Re: Installation script for Linux.



Magnus Myrefors writes:
 > What I want to make is a scriptfile that installs an already built
 > binarie with an icon (if it is possible) and a .jpg-file that is
 > fetched by the program when it starts. A tar-file seems to be the
 > right choice.

I wonder why you think so, normal packages for the distributions you
intend to support seem to be a obvious choice to me ;)

Please note that even if you just provide a .deb or a .rpm package,
users of "other" distributions can often manage to install it anyway
using some tool to install "foreign" packages.

 > I wonder though, if my executable is built with the newest version
 > of GTK+-2.0, does it work on a linux-system with an older version
 > of GTK+2.0 installed ?

Nope. GTK+ provides only backward compatibility, not forward
compatibility. (See Wikipedia for a description of these terms.) You
should build your software against the oldest versions of libraries
that you expect people will want to run the executables against.
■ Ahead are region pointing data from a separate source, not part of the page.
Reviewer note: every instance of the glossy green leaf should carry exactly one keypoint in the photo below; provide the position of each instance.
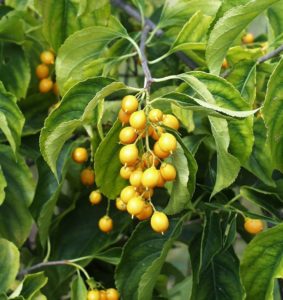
(108, 177)
(193, 34)
(221, 279)
(78, 289)
(183, 187)
(9, 264)
(3, 185)
(228, 166)
(176, 12)
(14, 69)
(32, 284)
(274, 14)
(61, 19)
(82, 48)
(260, 161)
(76, 109)
(214, 89)
(142, 260)
(12, 28)
(269, 201)
(11, 118)
(243, 77)
(273, 115)
(227, 28)
(262, 263)
(81, 225)
(15, 218)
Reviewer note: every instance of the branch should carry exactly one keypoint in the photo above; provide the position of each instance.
(270, 55)
(152, 26)
(147, 73)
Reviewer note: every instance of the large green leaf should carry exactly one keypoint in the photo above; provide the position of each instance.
(12, 28)
(15, 218)
(3, 185)
(267, 200)
(274, 14)
(81, 225)
(193, 34)
(76, 109)
(78, 289)
(176, 12)
(107, 164)
(30, 286)
(273, 115)
(9, 264)
(217, 90)
(14, 69)
(243, 77)
(221, 279)
(228, 28)
(260, 161)
(262, 263)
(11, 118)
(62, 18)
(82, 48)
(142, 260)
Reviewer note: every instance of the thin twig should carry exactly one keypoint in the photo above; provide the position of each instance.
(144, 63)
(270, 55)
(136, 15)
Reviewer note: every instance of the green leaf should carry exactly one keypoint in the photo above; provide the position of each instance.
(228, 166)
(274, 14)
(15, 218)
(12, 28)
(260, 161)
(76, 109)
(216, 90)
(108, 177)
(32, 284)
(221, 279)
(268, 201)
(228, 28)
(62, 18)
(142, 260)
(262, 263)
(3, 185)
(11, 118)
(243, 77)
(81, 225)
(176, 12)
(14, 69)
(78, 289)
(273, 115)
(9, 264)
(81, 48)
(193, 34)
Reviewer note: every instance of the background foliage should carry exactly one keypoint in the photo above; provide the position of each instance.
(229, 160)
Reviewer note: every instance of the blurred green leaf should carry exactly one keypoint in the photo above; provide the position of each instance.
(273, 115)
(142, 260)
(262, 263)
(82, 48)
(228, 27)
(9, 264)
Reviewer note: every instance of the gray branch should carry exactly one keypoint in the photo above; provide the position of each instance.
(136, 15)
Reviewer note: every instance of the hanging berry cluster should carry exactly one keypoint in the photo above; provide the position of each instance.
(43, 73)
(142, 166)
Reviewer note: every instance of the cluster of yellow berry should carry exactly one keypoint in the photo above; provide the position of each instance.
(109, 294)
(80, 155)
(43, 73)
(143, 171)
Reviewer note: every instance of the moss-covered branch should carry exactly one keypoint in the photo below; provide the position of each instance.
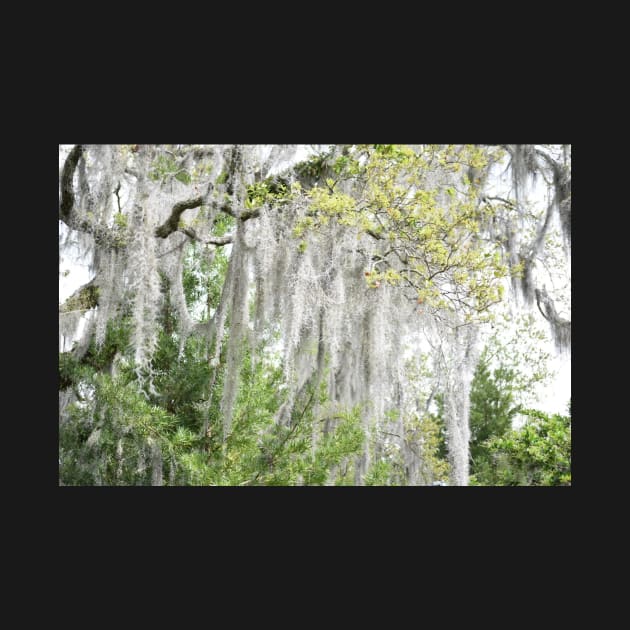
(66, 202)
(212, 240)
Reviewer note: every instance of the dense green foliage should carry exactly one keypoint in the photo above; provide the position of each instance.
(492, 410)
(536, 454)
(116, 436)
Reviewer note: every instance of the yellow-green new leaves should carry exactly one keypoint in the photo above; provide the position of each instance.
(425, 212)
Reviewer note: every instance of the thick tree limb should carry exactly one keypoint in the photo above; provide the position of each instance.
(213, 240)
(84, 298)
(66, 202)
(172, 223)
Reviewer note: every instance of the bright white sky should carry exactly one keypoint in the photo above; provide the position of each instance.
(74, 272)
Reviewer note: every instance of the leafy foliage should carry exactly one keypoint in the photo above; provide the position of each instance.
(537, 454)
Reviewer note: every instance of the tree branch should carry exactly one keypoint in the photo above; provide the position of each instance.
(213, 240)
(172, 223)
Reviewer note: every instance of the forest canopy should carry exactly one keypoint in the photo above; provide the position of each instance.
(312, 315)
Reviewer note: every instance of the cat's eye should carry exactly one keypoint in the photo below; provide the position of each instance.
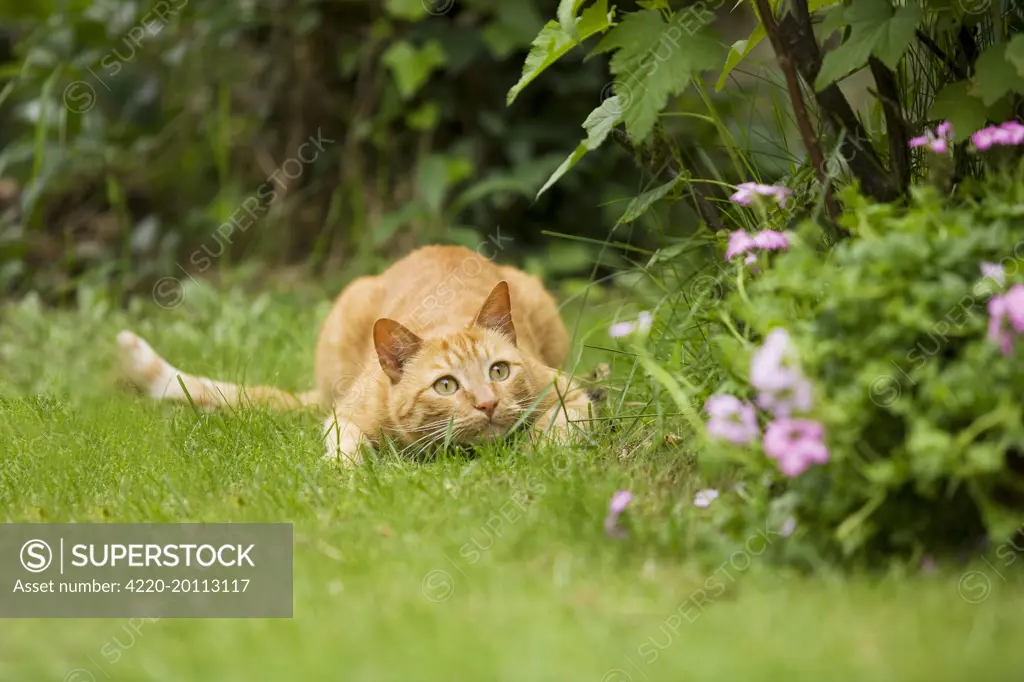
(446, 385)
(499, 371)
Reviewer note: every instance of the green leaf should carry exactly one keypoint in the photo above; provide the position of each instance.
(598, 125)
(553, 42)
(653, 60)
(639, 205)
(1015, 53)
(994, 76)
(955, 104)
(898, 34)
(875, 30)
(412, 67)
(738, 52)
(566, 14)
(424, 117)
(833, 22)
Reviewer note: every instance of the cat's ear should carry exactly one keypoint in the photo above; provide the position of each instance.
(394, 345)
(496, 312)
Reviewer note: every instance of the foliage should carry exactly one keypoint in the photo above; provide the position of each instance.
(134, 131)
(922, 412)
(934, 60)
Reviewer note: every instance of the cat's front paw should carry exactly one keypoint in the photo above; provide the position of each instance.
(143, 368)
(343, 443)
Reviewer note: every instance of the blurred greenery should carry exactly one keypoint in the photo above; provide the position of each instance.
(142, 139)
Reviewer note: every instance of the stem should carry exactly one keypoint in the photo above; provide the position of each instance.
(927, 41)
(811, 141)
(798, 32)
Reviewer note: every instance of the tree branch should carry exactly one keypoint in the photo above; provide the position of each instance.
(811, 142)
(797, 32)
(927, 41)
(888, 93)
(699, 199)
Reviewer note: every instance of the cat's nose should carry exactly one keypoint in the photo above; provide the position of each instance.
(487, 407)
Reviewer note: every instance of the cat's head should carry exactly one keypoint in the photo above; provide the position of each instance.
(476, 378)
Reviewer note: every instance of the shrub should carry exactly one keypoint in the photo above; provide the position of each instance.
(922, 411)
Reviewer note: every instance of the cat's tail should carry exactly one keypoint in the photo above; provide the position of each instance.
(159, 379)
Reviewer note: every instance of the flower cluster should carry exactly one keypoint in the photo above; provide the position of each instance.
(1010, 133)
(617, 505)
(748, 192)
(767, 240)
(1009, 306)
(782, 390)
(993, 271)
(937, 141)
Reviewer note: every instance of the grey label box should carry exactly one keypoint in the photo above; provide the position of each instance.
(145, 570)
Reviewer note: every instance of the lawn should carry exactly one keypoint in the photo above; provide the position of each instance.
(492, 566)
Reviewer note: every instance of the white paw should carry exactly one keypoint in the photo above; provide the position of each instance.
(562, 423)
(143, 367)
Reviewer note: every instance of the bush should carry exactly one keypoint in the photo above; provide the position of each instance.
(922, 412)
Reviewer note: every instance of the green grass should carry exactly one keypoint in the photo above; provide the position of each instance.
(532, 594)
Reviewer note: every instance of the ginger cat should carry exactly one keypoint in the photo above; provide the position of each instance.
(443, 341)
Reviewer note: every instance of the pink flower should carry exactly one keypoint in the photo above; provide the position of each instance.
(1015, 307)
(1009, 306)
(615, 508)
(775, 372)
(997, 333)
(767, 240)
(798, 396)
(796, 444)
(937, 141)
(731, 420)
(739, 242)
(993, 271)
(747, 192)
(1010, 133)
(705, 498)
(767, 364)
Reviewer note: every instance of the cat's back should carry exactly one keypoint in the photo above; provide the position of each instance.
(443, 273)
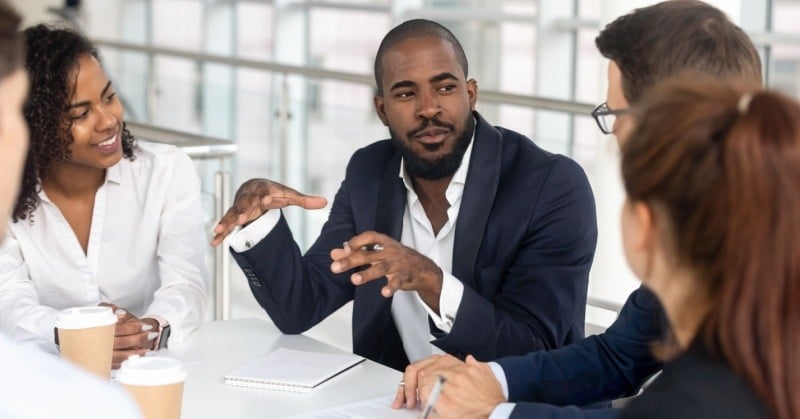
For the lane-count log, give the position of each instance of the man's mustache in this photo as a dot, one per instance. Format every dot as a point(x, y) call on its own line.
point(435, 122)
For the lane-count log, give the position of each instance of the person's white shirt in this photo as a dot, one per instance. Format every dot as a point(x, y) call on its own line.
point(37, 385)
point(408, 310)
point(146, 251)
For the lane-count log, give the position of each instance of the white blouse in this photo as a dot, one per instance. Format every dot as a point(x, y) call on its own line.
point(146, 251)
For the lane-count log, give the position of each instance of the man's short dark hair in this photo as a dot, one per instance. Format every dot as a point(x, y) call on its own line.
point(416, 28)
point(12, 56)
point(656, 42)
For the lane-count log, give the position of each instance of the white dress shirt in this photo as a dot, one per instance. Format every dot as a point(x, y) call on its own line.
point(409, 312)
point(146, 251)
point(37, 385)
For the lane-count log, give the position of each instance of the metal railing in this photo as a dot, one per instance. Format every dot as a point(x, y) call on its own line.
point(495, 96)
point(201, 147)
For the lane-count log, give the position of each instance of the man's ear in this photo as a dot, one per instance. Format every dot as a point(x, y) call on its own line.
point(380, 110)
point(472, 92)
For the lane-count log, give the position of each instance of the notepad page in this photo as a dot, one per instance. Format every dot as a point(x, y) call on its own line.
point(290, 370)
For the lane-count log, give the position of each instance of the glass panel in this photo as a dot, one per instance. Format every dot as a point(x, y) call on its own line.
point(253, 31)
point(186, 35)
point(345, 40)
point(785, 66)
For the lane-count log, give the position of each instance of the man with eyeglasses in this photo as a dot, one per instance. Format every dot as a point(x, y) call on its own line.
point(643, 48)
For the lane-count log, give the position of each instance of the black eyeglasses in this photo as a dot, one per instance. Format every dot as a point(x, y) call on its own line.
point(605, 117)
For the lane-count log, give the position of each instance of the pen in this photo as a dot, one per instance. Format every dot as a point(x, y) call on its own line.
point(373, 247)
point(434, 396)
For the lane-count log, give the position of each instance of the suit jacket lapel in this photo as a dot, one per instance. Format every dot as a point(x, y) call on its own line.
point(476, 203)
point(372, 317)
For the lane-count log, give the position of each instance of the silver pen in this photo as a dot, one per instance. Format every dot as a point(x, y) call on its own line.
point(434, 396)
This
applies not only to GTK+ and its immediate dependencies Pango, cairo,
atk and GLib, but also to glibc as far as I know.

If you provide your software as proper RPM or deb packages, you should
make sure the packages are built to include the version dependencies.

 > I have seen when I have installed other software that the
 > configuration-script checks which version of a certain file that is
 > installed, but I think that was when I built from source-files.

Yes, you are thinking of checks done at build time here.